Sure, many hotel chains have recently tried to appear more environmentally responsible by letting guests opt to re-use their linens rather than having them replaced each morning. But overall, the industry still falls considerably short of true eco-friendliness. Most hotels and motels still squander more and more energy, generate tons of trash, and send hundreds of gallons of waste and chemicals out into the environment every day.
The figures are startling even at the individual level. A single occupied hotel room uses an average of 218 gallons of water per day, according the California Environmental Protection Agency. And the average guest produces about two pounds of trash each night, according to Michelle White, director of environmental affairs for Fairmont Hotels & Resorts. “In some places, it’s five or even six pounds,” she says. So at a single large hotel with, say, 1,000 occupied guest rooms, it’s fair to say that guests alone are generating at least a ton of waste every 24 hours, with the facility’s own operations contributing even more.
As White’s title suggests, some leading hoteliers no longer view “green luxury” as an oxymoron; they’re actively – and successfully promoting themselves as offering eco-friendly yet high-quality accommodations.
Fairmont, a century-old chain with hotels in San Francisco, Toronto and other North American cities, also maintains resorts in locations ranging from Hawaii to Bermuda to Monaco to Kenya. The company began integrating environmental concerns into its operations in 1990 because, White says, “it makes good economic sense. Our destinations and the health of those destinations are tied to our livelihoods. Besides, we all live and work in those locations.”
Today, Fairmont takes a green approach to virtually everything it does. “Our goal is to minimize our impact on the environment,” White says, citing as overall priorities waste management, energy and water conservation, and development of local partnerships with, for instance, organic food growers. But she emphasizes that, while the chain publicly promotes its efforts, it never compromises on guest comfort. “It’s done in a very streamlined way. Most of the time, the guest doesn’t see any evidence of it.”
Fairmont Hotels recently released the third edition of its “Green Partnership Guide,” a 104-page manual describing the chain’s best practices in a variety of environmental areas, and offering tips on how other businesses can launch and maintain their own environmental programs. Anyone interested in purchasing a copy should contact Fairmont’s office of environmental affairs.
A few examples:
The Fairmont Royal York in Toronto installed a commercial water softener in its laundry facility, which allows the hotel to clean each laundry load just with one wash and one rinse cycle, reducing water usage by about 125,000 gallons of water per day. This effort earned the hotel a usage rebate of nearly $50,000 from a new city program that rewards commercial water-savings initiatives.

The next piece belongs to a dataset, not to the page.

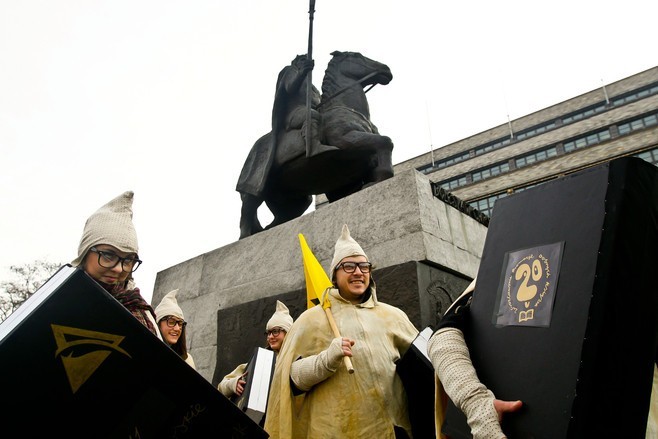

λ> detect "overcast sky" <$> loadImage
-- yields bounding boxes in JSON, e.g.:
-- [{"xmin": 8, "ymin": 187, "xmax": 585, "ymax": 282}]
[{"xmin": 0, "ymin": 0, "xmax": 658, "ymax": 305}]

In California, the Fairmont Sonoma Mission Inn & Spa replaced more than 4,000 incandescent bulbs with more efficient fluorescent lighting. The hotel reduced its energy consumption by 203,000 kilowatt hours per year, saving $61,000 annually in the process.
The Fairmont Chateau Lake Louise in Alberta, Canada, obtains 40 percent of its electrical power from alternative sources such as wind and hydro power.

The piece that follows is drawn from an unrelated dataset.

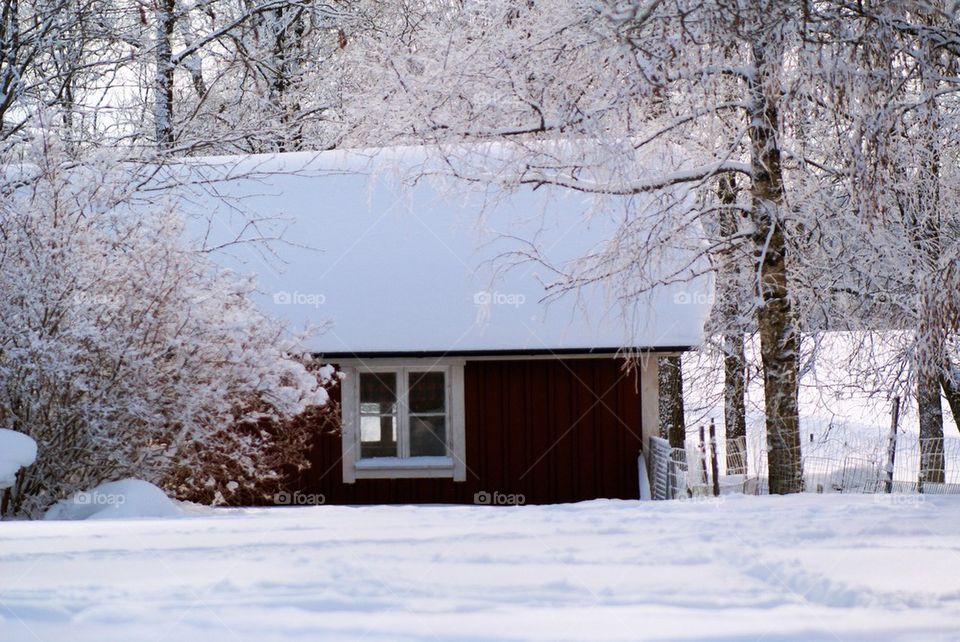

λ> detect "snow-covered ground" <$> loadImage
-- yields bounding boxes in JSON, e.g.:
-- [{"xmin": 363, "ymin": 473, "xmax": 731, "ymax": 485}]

Restaurants in many Fairmont properties serve meals made with locally grown ingredients; some maintain their own herb gardens. Besides providing guests with fresher meals, the measure eliminates waste generated by transporting food over long distances. “The average [hotel] meal travels 1,500 miles before it hits your plate,” White says.
One area in which guests do experience the Fairmont’s approach first-hand: the chain’s green-conference option. Fairmont “Eco-Meet” events feature non-disposable items (for instance, pitchers of water rather than individual plastic bottles; whiteboards instead of flip charts), on-site recycling and, again, locally grown and organic foods.
The Fairmont’s efforts have gained plenty of peer accolades. In 2006 alone, the company won international awards for responsible tourism development and corporate social responsibility.
But White says the Fairmont’s real reward comes from the feedback the company hears from guests who chose the chain for its eco-friendly efforts. Says White: “We get a lot of business now because we have a green partnership program in place. People want to do business with a people who share their concerns about the environment.”